S’il doit être une personne, exprimer une personnalité ou la conquérir, s’il doit faire preuve de dignité, justifier cette inviolabilité, ce mystérieux dedans dont il interdit l’accès aux autres, il faut qu’il se conquière lui-même, qu’il dépasse, qu’il transforme radicalement son moi préfabriqué, qu’il devienne l’origine et la source et le créateur de lui-même, «qu’il naisse de nouveau».

Il y a une seconde naissance qui est la naissance de la personne, de la dignité, de l’inviolabilité, de l’immortalité, sans laquelle on ne peut pas être homme. Il faut que vous compreniez cela, parce que c’est capital. Toute la misère du monde, c’est que l’homme n’existe pas ! Peut-il se faire ? Là est la question. Si ce problème c’est nous-même, si nous sommes ce problème, quelle en est la solution ?

Il ne peut être question de dire qu’à partir de là l’homme qui ne sent pas qu’il est un problème, l’homme qui ne sent pas que son «je-moi» qu’il a toujours à la bouche c’est un cadenas, c’est une prison, ce n’est pas lui c’est simplement le poids de tous les déterminismes, le poids de toutes les servitudes internes qui sont les pires. Car si je suis l’esclave de mes préjugés, de ma convoitise, de ma cupidité, de mon ambition, de mon orgueil, de mon avarice, je suis ligoté, je suis cadenassé dans la prison la plus étanche.

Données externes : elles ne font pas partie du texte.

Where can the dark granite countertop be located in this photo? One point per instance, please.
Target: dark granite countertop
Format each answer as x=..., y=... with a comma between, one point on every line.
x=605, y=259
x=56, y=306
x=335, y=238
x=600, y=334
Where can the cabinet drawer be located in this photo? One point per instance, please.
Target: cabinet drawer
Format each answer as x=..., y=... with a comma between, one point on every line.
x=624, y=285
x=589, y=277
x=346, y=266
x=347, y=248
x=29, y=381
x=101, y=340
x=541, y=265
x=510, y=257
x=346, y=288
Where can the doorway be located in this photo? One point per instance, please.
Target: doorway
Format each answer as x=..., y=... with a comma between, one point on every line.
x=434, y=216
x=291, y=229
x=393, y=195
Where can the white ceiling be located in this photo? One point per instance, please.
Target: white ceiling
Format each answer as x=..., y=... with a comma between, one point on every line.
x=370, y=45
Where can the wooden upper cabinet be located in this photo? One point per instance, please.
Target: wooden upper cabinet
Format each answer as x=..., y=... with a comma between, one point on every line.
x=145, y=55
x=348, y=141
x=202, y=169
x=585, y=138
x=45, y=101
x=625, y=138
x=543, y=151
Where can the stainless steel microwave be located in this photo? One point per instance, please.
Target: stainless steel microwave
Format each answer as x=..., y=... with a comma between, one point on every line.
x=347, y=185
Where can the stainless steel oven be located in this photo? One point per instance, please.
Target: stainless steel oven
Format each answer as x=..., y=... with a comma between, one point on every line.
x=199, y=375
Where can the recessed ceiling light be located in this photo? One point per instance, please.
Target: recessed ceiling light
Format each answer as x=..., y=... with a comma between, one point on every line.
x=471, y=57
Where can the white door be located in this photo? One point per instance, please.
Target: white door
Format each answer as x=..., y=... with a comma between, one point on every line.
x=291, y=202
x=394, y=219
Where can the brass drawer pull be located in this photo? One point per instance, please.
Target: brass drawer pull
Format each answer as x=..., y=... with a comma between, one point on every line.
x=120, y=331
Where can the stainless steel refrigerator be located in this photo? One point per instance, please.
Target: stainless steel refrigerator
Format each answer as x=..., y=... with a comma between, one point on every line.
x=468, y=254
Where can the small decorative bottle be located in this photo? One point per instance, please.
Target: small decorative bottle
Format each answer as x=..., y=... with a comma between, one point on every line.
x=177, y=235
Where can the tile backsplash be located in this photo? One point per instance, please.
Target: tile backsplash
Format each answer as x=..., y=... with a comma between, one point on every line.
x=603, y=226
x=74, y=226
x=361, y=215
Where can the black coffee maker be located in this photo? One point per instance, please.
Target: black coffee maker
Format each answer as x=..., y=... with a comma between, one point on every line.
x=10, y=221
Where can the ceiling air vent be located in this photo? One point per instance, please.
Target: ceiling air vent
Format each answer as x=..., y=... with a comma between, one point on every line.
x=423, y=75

Tout le problème est celui de notre libération : pouvons-nous passer d’un moi possessif qui est une prison, à un moi oblatif, offert, qui est un espace illimité ? devenir un bien commun, un bien universel tel que toute l’humanité soit intéressée à le défendre ?

Les Droits de l’homme supposent que chacun porte en lui-même le bien commun, qu’il est le bien commun, qu’il est un bien universel, parce que sa solitude est une source inépuisable de Lumière et d’Amour. Nous sommes loin du compte !

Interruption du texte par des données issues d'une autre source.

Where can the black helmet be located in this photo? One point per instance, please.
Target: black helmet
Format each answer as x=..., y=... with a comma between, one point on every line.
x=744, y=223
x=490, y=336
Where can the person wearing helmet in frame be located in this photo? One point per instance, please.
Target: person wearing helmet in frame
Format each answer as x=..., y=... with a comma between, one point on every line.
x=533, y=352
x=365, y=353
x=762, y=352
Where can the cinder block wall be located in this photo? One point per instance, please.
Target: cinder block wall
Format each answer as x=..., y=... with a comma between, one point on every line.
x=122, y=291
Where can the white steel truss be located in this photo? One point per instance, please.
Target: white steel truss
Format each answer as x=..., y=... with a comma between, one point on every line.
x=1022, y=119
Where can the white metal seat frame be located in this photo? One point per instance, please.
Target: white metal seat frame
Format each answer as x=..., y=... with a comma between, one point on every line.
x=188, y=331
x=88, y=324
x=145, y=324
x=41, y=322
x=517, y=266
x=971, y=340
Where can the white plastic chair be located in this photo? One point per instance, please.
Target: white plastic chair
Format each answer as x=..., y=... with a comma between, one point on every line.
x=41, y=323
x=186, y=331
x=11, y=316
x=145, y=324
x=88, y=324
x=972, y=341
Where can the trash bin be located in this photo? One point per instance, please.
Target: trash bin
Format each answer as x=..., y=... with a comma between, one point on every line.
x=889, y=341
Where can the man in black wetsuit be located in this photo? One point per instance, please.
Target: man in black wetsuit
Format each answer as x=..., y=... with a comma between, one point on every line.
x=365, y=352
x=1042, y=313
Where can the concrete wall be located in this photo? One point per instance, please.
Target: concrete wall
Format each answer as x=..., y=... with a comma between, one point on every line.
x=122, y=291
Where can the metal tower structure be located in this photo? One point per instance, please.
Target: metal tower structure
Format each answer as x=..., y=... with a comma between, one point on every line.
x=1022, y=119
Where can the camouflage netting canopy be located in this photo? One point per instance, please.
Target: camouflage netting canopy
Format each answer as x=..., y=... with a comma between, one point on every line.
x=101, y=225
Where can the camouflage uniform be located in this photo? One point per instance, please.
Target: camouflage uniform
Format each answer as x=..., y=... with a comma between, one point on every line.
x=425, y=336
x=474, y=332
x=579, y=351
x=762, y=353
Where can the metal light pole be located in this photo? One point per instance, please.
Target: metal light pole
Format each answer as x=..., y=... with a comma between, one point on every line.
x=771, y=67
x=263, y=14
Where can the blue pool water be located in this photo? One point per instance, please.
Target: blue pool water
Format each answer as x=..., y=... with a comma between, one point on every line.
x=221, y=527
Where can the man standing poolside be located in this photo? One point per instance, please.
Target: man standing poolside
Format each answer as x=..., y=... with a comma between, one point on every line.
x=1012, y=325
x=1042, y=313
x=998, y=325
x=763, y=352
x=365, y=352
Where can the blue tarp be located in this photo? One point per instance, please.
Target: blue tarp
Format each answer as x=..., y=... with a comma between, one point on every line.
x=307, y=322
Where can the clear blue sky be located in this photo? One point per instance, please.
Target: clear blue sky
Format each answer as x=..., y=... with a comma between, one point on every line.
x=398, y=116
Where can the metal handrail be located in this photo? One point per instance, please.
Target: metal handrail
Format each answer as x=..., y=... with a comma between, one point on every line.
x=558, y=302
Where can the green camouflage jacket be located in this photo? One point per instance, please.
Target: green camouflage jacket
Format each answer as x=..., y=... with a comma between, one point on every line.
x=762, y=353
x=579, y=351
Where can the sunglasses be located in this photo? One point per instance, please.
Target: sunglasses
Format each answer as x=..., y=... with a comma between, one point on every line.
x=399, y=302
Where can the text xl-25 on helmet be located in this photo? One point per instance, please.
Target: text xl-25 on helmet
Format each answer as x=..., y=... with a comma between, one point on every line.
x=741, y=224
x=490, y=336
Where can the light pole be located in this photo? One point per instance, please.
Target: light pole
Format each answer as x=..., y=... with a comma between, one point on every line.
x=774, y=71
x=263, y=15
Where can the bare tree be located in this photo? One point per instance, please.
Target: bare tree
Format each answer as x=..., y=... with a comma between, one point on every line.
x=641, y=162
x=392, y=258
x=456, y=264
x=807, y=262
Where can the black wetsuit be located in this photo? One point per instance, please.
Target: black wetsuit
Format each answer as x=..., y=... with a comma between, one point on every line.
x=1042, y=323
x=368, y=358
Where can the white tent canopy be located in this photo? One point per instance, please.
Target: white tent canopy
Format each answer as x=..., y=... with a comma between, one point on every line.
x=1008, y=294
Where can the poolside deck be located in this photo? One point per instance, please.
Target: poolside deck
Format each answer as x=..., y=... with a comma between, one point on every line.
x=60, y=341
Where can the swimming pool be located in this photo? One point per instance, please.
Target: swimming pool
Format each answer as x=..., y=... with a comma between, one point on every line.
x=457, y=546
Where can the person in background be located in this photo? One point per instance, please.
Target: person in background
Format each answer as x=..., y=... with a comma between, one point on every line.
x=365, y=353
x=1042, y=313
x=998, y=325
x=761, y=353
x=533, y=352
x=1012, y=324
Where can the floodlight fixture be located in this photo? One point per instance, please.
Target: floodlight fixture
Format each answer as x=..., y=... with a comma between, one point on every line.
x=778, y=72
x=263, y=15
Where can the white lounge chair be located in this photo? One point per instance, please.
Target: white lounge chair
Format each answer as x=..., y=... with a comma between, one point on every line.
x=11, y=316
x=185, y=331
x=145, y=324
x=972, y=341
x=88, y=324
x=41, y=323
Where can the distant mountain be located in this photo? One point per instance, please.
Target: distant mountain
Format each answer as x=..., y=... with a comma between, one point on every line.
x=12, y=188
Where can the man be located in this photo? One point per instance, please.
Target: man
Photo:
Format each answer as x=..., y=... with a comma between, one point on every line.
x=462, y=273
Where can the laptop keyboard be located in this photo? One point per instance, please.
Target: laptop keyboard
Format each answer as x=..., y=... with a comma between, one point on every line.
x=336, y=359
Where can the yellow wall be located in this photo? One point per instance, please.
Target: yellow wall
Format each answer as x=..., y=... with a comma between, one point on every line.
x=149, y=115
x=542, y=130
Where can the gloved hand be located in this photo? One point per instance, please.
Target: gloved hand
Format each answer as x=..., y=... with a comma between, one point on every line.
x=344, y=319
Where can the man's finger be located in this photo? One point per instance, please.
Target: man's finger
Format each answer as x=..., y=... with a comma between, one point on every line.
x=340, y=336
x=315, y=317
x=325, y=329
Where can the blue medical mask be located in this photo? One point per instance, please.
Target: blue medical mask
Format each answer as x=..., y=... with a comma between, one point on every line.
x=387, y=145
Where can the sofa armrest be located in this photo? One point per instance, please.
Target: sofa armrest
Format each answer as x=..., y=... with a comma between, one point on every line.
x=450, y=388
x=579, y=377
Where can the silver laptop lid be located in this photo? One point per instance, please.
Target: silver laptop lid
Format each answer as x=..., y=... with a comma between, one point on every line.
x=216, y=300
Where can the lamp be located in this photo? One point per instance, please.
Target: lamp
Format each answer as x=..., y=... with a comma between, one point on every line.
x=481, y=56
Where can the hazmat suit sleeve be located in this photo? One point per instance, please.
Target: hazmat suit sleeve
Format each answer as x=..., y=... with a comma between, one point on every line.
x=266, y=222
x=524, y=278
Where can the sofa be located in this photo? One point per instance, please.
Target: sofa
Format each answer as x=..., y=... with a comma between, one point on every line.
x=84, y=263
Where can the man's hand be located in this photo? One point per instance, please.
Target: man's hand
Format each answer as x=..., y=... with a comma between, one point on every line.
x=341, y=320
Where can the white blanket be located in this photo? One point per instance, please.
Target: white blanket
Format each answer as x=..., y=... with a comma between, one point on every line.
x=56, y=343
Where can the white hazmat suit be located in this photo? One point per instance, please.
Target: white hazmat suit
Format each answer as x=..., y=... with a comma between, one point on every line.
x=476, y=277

Cela, évidemment, c’est l’appel, c’est cela notre vocation, c’est cela l’exigence fondamentale ».

Extraits d’une catéchèse d’adultes,
Paroisse Sainte-Clotilde à Genève, 1973

« Ou bien l’homme est ce robot qui ne signifie absolument rien et qui n’a pas à chercher, à sa vie, un sens, ou bien l’humanité, qui n’est pas robot, se situe dans un monde qui n’est pas encore, que nous avons à créer en nous créant nous-même.

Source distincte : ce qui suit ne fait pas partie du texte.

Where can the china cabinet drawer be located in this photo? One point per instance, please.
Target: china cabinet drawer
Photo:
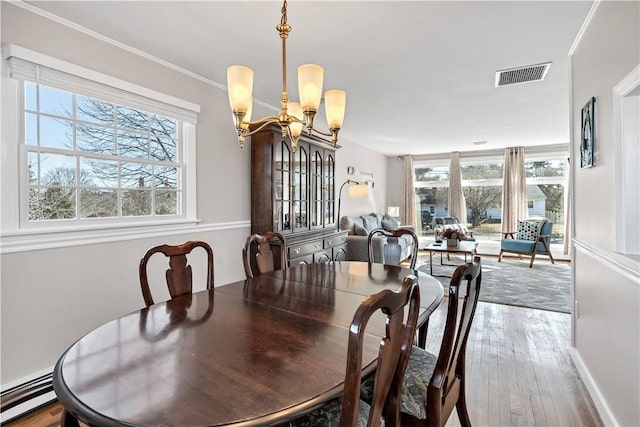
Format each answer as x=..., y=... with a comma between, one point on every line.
x=336, y=240
x=323, y=256
x=305, y=259
x=304, y=249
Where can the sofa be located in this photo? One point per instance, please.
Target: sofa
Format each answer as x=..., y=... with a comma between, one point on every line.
x=359, y=228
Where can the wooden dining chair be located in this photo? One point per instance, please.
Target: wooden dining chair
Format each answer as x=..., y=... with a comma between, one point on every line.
x=393, y=356
x=434, y=385
x=391, y=250
x=179, y=274
x=258, y=257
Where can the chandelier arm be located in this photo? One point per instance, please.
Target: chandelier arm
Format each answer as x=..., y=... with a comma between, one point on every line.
x=264, y=122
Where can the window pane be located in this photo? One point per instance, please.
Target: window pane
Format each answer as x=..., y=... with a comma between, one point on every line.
x=31, y=129
x=544, y=168
x=30, y=96
x=32, y=158
x=56, y=133
x=94, y=110
x=163, y=149
x=98, y=203
x=166, y=177
x=136, y=202
x=56, y=169
x=86, y=158
x=130, y=118
x=95, y=139
x=52, y=203
x=548, y=202
x=98, y=173
x=163, y=126
x=135, y=175
x=166, y=203
x=484, y=204
x=439, y=173
x=133, y=144
x=483, y=171
x=433, y=202
x=55, y=101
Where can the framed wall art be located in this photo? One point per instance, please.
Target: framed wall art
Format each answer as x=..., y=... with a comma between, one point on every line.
x=587, y=134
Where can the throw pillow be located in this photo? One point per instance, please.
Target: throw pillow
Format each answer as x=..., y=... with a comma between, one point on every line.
x=369, y=222
x=360, y=230
x=390, y=223
x=527, y=230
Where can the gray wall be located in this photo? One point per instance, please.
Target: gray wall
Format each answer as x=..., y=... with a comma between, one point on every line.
x=50, y=298
x=606, y=284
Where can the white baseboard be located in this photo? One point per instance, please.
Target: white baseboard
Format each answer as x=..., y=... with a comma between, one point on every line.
x=598, y=399
x=30, y=404
x=18, y=411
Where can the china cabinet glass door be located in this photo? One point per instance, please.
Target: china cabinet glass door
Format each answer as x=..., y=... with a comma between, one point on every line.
x=281, y=211
x=299, y=199
x=329, y=189
x=317, y=188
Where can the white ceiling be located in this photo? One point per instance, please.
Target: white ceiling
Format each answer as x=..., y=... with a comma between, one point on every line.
x=419, y=75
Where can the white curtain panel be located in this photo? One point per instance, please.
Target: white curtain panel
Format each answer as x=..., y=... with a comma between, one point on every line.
x=408, y=211
x=457, y=203
x=567, y=212
x=514, y=189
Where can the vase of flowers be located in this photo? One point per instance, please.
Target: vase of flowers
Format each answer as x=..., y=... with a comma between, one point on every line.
x=452, y=236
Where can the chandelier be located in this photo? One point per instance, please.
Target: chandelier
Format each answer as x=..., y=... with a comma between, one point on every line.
x=293, y=115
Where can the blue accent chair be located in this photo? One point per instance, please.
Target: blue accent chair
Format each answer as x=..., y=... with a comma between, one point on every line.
x=539, y=245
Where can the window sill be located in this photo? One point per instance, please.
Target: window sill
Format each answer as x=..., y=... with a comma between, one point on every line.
x=37, y=239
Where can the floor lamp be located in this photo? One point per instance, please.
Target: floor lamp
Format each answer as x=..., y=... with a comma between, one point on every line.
x=356, y=190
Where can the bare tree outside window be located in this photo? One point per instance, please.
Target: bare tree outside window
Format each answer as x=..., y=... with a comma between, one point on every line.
x=126, y=159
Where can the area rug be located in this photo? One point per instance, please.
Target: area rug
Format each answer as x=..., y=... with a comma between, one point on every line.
x=545, y=286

Il ne s’agit pas d’inventer seulement des machines mais de nous inventer nous-même. Mais comment créer cet univers ? Comment nous inventer, comment inventer toute réalité en lui découvrant une dimension nouvelle ? Comment échapper au robot collectif d’une société de fer où le lavage de cerveau identifie absolument toutes les notions et toutes les actions ? Ou comment échapper, à l’autre pôle, à une anarchie qui fait de l’humanité une jungle ?

Il n’y a qu’une issue : c’est celle, que nous expérimentons en rencontrant, en nous et dans les autres, un univers de valeurs qui nous rassemble tous dans un point central, le même, où à la fois nous entrons en contact avec un ‘nous-même’ que nous ne connaissions pas, un nous-même qui est intérieur aux autres, parce que intérieurs les uns aux autres, nous coïncidons avec un ‘X’, avec une Présence toujours reconnue et toujours inconnue, toujours plus profondément reconnue dans la mesure où nous continuons notre effort de nous soustraire au robot, d’ajouter au monde préfabriqué une dimension de liberté qui tient tout de nous, qui fait surgir en nous une Vie inépuisable ».